Jennifer’s interest in neuroscience and brain injury led her to an interest in the contribution of Type-2 diabetes to stroke incidence and stroke recovery. Previous research suggests individuals with type-2 diabetes may have poorer recoveries after stroke. Jennifer’s thesis work will be the first to directly test the impact of diabetes on neuroplasticity after stroke using transcranial magnetic stimulation (TMS), a form of non-invasive brain stimulation.
The full circle
As an undergraduate student, Jennifer was actively engaged and an experiential learner. She expanded her student experience as a founding member of the leadership team of Psi Chi, UBC’s chapter of the International Honour Society in Psychology, later taking a term as president of the society. She was a founding editor for the UBC Undergraduate Journal of Psychology. She also led a Student Directed Seminar on Alzheimer’s disease, focusing on the neurobiological underpinnings and societal implications of the disorder.
Jennifer is still very connected to the department, TAing for Psyc 301 alongside Senior Psychology Instructor Dr. Michael Souza, whom provides mentorship on teaching, speaking, and leadership skills. She credits the research, teaching and educational experiences she had as an undergraduate for stimulating and inspiring her interest in pursuing graduate-level education.
She isn’t shy about delivering advice to current undergraduate students who are interested in pursuing science. “Never turn down an opportunity because you feel you don’t have the background and qualifications,“ says Ferris. “Push your boundaries and get out of your comfort zone.
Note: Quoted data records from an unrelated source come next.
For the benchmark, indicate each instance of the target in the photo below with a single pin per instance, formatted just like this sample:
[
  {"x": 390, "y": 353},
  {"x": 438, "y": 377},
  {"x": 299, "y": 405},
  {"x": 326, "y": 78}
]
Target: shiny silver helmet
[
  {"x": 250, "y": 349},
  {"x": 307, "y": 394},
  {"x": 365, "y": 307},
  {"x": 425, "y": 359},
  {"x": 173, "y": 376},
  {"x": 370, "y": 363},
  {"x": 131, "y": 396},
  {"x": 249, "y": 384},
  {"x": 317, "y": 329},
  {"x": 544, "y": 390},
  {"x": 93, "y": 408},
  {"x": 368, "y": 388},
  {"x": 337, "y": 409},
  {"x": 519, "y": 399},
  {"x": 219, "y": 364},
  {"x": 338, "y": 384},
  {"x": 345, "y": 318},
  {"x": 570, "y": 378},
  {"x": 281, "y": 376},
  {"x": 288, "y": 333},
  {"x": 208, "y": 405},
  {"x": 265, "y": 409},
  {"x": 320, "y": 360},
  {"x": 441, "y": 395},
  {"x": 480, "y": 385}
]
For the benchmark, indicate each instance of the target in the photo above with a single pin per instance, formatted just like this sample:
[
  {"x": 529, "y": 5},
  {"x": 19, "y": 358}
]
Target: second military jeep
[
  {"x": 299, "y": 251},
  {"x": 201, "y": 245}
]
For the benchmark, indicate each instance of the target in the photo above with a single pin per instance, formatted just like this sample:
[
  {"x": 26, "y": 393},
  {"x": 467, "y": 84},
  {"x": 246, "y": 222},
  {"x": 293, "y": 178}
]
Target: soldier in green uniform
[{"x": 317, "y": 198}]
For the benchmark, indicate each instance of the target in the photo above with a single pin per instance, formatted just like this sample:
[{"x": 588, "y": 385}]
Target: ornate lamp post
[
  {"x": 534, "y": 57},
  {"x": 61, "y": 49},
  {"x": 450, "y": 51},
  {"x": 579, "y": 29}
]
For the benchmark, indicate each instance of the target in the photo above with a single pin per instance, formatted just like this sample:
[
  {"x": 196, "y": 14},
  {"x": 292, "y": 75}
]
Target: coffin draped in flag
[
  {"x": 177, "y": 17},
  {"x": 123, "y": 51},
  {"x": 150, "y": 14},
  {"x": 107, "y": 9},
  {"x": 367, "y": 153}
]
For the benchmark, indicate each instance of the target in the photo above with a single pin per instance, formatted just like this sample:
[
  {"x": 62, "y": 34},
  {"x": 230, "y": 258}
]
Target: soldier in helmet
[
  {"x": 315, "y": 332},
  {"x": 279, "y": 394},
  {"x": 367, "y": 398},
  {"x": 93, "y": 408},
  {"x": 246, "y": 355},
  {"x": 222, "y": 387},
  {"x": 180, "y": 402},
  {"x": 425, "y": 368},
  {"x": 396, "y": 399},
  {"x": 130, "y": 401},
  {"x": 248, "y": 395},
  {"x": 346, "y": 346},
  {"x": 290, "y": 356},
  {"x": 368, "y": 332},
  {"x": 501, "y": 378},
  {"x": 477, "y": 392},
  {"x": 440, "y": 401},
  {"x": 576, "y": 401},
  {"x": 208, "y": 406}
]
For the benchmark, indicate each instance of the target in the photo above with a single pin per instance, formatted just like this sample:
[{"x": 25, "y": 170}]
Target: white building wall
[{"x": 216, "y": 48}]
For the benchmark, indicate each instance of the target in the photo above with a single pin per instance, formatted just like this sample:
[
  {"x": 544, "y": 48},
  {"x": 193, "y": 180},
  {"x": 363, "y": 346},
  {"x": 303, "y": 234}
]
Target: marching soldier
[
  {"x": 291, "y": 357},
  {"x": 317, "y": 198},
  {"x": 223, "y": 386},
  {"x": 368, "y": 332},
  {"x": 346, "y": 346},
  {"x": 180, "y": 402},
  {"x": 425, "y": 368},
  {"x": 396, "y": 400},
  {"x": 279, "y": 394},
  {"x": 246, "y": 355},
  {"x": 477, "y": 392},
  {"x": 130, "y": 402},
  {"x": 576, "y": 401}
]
Your brain will take in so much more when you are challenged.”
When she’s not conducting her research at the Brain Behaviour Laboratory at UBC, she’s collaborating with a recent graduate of the American Film Institute on a series of entertaining YouTube videos, to make science fun and accessible. The series is called Sixty Second Science and can be watched at sixtysecondscience.org.
Her plans for the future include bringing a clinical training perspective to her research. She plans to enrol in the combined Master of Physical Therapy (MPT) program and PhD program in Rehabilitation Sciences, and she will continue investigating diabetes and stroke recovery during her PhD.